Junior guard Tyra Buss said there was a stark change in the way IU played after halftime.

“I think we just were careless with the ball in the second half, especially the start of the third quarter,” Buss said. “We just didn’t come out with the energy we had in the first half.”

During the week, IU Coach Teri Moren said her team was getting up a lot of shots in order to avoid an offensive funk.

The shooting percentage on the road for IU hasn’t been anything to brag about lately. In the early going Friday, it was. At halftime, the Hoosiers were shooting 50 percent both overall and from 3-point range.

IU’s big three of Buss, junior forward Amanda Cahill and senior guard Alexis Gassion paced the 
Hoosiers early on.

Buss had four first-half 3-pointers as part of her 14 first-half points. The Hoosiers led by 15 at the intermission, and it looked like nothing was going to stop this team from moving onto the Big Ten Tournament semifinals.

Purdue, on the other hand, wasn’t going down without a fight. Its fight showed in the second half, and the Boilermakers senior guard Ashley Morrissette said her coach Sharon Versyp was the key to sparking the team.

“Coach came during halftime, and she gave us a choice: Go home or come out and win or come out, have some pride on defense,” Morrissette said. ”Purdue is known for defense. In that first half we had very little. So I think that’s a big reason everybody responded.”

Once the second half started, it was a different story. The shots that were once falling for IU were not. The shots that weren’t falling for Purdue started to fall. On the defensive end, Purdue switched one through four and caused IU some trouble. The Hoosiers couldn’t get into the lane and into the post for senior forward Jenn Anderson. That disrupted the flow IU had in the first half.

Buss’ first half was impressive, but her second half was not. She scored just two points in the second 20 minutes, and that bucket came with 2:11 left in the game.

Once things started going awry, Moren said the game plan was to continue to attack and get to the free throw line.

That plan didn’t work either. Because of Purdue’s change in game plan, IU was suddenly running into issues. IU went more than seven minutes scoreless in the third quarter while Purdue ripped off a 16-2 run.

“We just didn’t hit shots. We really didn’t. We had great looks,” Moren said. “The third quarter... we shoot 12 percent. We’re 2-for-17. We got the shots. We just didn’t hit them, and that’s the frustrating thing.”

As bad as the third quarter was, IU still had a lead entering the final quarter of play. Purdue tied it up at the 7:09 mark, but IU still was able to keep the score in its favor. As the quarter kept progressing, the game slipped away. Shots kept falling for the Boilermakers while shots weren’t falling for IU.

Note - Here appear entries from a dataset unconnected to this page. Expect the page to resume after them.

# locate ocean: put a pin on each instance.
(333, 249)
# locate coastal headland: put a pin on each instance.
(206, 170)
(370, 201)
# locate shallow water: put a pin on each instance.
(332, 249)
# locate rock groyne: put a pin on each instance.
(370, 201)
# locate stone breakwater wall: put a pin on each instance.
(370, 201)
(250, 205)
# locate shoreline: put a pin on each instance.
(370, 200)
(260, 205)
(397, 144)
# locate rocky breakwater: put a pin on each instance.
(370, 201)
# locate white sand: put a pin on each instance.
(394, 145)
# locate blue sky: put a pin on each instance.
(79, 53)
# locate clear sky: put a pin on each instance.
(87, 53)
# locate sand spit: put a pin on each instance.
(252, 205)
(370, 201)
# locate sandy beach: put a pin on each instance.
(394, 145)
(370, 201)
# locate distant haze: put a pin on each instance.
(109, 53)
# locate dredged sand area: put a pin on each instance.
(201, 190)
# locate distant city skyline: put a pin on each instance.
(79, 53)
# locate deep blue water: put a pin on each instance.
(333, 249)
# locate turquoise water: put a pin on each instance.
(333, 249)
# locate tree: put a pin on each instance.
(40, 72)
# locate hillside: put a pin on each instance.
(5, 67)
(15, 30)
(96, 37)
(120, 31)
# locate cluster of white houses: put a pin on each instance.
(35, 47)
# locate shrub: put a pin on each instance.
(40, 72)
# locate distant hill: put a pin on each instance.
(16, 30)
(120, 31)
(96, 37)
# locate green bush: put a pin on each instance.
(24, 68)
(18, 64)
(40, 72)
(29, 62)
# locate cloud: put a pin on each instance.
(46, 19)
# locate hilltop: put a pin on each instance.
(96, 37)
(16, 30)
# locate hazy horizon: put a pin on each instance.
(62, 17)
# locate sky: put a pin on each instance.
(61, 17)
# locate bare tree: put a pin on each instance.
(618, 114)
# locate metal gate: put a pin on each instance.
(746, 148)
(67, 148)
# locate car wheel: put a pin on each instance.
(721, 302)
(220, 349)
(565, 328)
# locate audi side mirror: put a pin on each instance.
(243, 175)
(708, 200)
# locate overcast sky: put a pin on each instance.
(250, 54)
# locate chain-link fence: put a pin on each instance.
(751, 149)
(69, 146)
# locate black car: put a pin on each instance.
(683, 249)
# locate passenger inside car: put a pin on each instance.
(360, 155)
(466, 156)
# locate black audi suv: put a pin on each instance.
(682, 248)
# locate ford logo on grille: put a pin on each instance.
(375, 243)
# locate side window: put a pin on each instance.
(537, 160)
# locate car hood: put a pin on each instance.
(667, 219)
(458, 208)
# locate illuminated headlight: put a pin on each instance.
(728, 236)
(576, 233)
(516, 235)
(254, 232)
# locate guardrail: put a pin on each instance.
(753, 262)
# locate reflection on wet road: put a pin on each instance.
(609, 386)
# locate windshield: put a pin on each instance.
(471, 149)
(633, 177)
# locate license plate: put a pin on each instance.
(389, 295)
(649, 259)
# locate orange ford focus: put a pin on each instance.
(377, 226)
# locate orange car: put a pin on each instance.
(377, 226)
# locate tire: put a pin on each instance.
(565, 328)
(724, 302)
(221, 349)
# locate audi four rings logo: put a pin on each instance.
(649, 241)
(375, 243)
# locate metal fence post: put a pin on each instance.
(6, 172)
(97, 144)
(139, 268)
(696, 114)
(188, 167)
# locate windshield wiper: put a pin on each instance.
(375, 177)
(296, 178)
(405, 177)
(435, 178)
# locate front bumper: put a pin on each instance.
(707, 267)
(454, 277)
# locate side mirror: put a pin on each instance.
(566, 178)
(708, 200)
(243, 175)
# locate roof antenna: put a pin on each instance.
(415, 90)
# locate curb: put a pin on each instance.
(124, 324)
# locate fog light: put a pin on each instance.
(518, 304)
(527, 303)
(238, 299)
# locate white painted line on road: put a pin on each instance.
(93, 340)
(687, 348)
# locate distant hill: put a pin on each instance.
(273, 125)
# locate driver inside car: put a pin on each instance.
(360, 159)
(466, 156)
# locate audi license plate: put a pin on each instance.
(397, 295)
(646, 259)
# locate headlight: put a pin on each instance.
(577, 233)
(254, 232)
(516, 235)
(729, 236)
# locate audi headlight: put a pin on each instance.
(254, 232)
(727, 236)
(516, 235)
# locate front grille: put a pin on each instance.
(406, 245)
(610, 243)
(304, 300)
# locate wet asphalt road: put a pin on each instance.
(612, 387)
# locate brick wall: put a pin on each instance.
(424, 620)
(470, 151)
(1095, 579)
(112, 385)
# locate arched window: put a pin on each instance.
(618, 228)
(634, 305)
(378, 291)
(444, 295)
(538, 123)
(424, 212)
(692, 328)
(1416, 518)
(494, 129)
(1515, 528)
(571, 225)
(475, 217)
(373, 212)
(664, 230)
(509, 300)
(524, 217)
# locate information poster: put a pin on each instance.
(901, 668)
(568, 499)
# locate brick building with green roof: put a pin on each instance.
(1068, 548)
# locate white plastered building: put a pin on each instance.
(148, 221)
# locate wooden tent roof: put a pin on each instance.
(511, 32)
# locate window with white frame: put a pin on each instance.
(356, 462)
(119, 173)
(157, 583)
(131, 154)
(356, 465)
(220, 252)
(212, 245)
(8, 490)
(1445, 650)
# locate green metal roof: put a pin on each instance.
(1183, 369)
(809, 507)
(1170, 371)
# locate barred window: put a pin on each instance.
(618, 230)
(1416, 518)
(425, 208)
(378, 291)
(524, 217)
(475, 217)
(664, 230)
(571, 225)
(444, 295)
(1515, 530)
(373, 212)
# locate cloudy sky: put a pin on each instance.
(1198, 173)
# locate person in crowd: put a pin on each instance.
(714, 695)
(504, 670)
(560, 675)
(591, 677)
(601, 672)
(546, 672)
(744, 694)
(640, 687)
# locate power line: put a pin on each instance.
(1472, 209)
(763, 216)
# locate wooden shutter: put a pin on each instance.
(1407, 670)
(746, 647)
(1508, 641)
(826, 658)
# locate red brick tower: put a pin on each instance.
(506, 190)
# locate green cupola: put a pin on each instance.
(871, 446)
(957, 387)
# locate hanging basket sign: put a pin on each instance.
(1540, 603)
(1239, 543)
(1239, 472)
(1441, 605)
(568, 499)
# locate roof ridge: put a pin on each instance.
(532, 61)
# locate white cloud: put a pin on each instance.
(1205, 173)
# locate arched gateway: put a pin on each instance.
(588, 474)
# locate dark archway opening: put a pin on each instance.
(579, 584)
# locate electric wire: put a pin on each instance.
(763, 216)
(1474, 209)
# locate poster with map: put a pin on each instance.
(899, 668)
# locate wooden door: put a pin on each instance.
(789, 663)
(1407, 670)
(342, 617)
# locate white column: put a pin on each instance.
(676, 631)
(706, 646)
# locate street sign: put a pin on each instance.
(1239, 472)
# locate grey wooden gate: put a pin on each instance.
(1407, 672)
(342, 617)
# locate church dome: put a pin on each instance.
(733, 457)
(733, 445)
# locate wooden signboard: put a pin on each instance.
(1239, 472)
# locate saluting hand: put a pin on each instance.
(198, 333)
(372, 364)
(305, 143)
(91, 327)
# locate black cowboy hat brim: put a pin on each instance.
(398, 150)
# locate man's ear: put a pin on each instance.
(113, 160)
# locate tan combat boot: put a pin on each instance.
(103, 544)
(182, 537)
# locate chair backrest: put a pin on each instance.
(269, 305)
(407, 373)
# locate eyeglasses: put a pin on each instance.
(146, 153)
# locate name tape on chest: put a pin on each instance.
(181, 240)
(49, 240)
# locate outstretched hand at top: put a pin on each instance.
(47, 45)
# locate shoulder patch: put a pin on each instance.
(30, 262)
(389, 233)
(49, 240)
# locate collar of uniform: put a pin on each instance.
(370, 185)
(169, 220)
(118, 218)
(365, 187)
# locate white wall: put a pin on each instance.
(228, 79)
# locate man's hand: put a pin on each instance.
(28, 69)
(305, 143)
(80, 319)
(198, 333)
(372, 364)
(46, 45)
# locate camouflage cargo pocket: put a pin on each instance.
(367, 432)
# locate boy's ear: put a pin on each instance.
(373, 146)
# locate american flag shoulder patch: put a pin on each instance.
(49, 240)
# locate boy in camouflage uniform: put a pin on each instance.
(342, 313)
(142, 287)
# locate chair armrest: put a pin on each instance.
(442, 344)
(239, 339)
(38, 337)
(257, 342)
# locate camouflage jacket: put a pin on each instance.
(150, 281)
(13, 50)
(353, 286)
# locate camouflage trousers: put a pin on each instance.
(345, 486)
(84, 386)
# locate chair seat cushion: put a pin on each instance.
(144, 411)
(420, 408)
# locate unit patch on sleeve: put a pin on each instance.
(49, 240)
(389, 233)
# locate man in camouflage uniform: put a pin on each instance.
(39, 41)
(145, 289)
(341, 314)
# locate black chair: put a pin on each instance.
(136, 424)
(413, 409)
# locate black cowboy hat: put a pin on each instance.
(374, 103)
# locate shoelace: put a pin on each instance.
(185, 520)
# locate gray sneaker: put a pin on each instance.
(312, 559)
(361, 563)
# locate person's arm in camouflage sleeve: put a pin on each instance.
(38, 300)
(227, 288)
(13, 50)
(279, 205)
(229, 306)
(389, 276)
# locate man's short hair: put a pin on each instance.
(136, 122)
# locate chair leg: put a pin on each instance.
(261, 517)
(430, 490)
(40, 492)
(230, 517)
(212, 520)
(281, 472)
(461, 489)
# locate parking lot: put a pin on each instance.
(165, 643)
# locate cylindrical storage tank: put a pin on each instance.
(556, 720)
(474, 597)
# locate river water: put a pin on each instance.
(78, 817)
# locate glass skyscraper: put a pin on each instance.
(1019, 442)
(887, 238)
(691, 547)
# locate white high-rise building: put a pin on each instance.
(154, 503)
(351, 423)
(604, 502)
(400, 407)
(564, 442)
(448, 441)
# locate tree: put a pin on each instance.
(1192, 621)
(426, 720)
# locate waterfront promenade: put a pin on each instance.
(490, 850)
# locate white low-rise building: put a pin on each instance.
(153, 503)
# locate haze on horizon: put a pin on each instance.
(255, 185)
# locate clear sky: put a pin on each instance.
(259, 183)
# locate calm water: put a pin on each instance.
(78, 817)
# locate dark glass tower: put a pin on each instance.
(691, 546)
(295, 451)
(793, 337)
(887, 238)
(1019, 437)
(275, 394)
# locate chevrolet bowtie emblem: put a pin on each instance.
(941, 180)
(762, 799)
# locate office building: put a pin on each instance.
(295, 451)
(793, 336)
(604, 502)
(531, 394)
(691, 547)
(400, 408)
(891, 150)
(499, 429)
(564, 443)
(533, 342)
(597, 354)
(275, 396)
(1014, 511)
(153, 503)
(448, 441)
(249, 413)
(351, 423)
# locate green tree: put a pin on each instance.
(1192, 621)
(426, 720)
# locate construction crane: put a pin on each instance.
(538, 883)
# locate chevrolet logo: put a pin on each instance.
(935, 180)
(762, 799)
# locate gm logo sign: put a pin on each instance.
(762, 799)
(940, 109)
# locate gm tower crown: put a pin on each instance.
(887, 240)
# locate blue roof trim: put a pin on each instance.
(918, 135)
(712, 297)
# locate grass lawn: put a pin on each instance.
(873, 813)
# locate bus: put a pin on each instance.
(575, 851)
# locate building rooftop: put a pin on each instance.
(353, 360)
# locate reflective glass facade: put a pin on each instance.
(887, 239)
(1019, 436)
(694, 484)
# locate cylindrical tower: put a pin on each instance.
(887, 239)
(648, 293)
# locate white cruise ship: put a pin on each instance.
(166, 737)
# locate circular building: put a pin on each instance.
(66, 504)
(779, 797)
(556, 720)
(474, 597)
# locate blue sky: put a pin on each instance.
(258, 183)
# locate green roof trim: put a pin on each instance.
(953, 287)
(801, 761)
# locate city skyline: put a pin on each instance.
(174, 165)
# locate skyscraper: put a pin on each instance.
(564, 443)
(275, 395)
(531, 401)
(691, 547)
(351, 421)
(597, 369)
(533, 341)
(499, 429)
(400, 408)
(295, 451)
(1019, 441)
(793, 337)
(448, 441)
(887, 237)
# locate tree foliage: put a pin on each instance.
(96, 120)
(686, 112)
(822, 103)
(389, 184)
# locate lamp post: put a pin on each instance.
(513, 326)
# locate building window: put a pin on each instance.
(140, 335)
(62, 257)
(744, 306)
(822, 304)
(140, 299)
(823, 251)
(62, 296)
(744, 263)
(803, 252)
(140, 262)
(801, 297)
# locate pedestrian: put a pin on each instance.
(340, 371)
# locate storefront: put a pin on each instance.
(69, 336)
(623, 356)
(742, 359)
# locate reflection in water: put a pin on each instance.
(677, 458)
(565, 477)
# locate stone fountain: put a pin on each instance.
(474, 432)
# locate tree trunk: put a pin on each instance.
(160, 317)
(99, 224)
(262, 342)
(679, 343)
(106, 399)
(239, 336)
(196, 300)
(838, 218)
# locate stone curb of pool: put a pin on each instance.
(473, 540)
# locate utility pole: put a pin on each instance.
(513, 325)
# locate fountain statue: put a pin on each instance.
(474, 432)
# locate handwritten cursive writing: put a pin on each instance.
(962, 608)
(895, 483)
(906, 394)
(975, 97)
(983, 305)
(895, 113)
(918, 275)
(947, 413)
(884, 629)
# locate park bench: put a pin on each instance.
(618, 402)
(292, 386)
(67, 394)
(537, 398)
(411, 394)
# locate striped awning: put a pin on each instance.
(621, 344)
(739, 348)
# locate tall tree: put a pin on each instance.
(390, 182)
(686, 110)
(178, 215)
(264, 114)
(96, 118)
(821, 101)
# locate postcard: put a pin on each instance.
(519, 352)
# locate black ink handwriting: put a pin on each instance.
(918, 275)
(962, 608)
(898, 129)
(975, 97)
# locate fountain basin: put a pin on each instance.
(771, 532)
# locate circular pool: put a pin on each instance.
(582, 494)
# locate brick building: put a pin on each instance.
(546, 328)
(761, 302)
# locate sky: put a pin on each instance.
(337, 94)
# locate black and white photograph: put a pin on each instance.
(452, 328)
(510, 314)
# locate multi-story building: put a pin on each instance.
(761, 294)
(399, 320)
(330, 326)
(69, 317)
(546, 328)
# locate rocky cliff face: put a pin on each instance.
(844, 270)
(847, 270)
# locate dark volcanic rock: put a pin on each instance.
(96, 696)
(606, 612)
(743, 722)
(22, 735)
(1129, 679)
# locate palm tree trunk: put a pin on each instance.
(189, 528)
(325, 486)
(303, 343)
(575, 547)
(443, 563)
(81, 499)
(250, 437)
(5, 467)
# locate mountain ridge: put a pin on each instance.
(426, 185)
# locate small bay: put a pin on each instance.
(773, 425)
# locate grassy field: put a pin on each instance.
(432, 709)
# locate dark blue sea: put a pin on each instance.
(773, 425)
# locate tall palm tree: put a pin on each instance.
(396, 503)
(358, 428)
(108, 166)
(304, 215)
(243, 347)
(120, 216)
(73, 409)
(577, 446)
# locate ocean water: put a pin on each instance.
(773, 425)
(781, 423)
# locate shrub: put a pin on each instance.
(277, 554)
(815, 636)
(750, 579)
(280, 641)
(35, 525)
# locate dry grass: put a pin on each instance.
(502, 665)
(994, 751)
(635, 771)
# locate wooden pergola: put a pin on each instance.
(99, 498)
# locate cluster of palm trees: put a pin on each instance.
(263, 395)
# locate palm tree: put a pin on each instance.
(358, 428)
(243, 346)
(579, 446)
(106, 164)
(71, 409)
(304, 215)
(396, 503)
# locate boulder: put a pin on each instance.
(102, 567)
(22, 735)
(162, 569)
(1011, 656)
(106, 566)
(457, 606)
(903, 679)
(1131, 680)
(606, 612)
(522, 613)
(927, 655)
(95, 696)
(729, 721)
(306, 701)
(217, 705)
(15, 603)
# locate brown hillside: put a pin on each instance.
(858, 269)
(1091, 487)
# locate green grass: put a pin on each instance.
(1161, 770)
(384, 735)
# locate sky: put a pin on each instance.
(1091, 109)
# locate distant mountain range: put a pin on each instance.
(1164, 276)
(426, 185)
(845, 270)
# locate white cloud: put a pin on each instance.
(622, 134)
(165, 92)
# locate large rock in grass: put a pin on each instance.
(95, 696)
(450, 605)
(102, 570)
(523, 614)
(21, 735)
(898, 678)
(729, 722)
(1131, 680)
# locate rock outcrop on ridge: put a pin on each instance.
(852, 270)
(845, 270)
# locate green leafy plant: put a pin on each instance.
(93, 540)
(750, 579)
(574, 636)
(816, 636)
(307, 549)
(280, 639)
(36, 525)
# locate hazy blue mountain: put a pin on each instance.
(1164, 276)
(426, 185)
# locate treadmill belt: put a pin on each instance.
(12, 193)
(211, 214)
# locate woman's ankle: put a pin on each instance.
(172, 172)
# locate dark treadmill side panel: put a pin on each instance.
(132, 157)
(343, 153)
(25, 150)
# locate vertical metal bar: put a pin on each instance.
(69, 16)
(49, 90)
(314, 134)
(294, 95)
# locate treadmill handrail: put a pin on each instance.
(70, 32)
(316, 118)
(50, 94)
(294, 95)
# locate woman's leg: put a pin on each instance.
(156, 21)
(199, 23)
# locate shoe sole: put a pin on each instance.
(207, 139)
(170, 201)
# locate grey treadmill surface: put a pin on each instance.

The Hoosiers scored 39 points in the first half and just 21 total in the second half. That was the 
difference.

The Hoosiers are now in a bit of a waiting game until selection Monday on March 13. Moren said she thinks the Hoosiers have scheduled well enough to earn an NCAA Tournament bid.

She also tried to talk up the Big Ten and lobbied to give the conference an extra bid or two.

Regardless, IU had a chance to control its own destiny and couldn’t take advantage. Moren ultimately acknowledged the uncertainty her team faces due to the loss, saying she truly didn’t know whether the Hoosiers would end up on the right or wrong side of the bubble.

“I would like to think that 20 wins in a really good conference, 10-6, getting the double bye here this afternoon, on paper looks good, I think,” Moren said.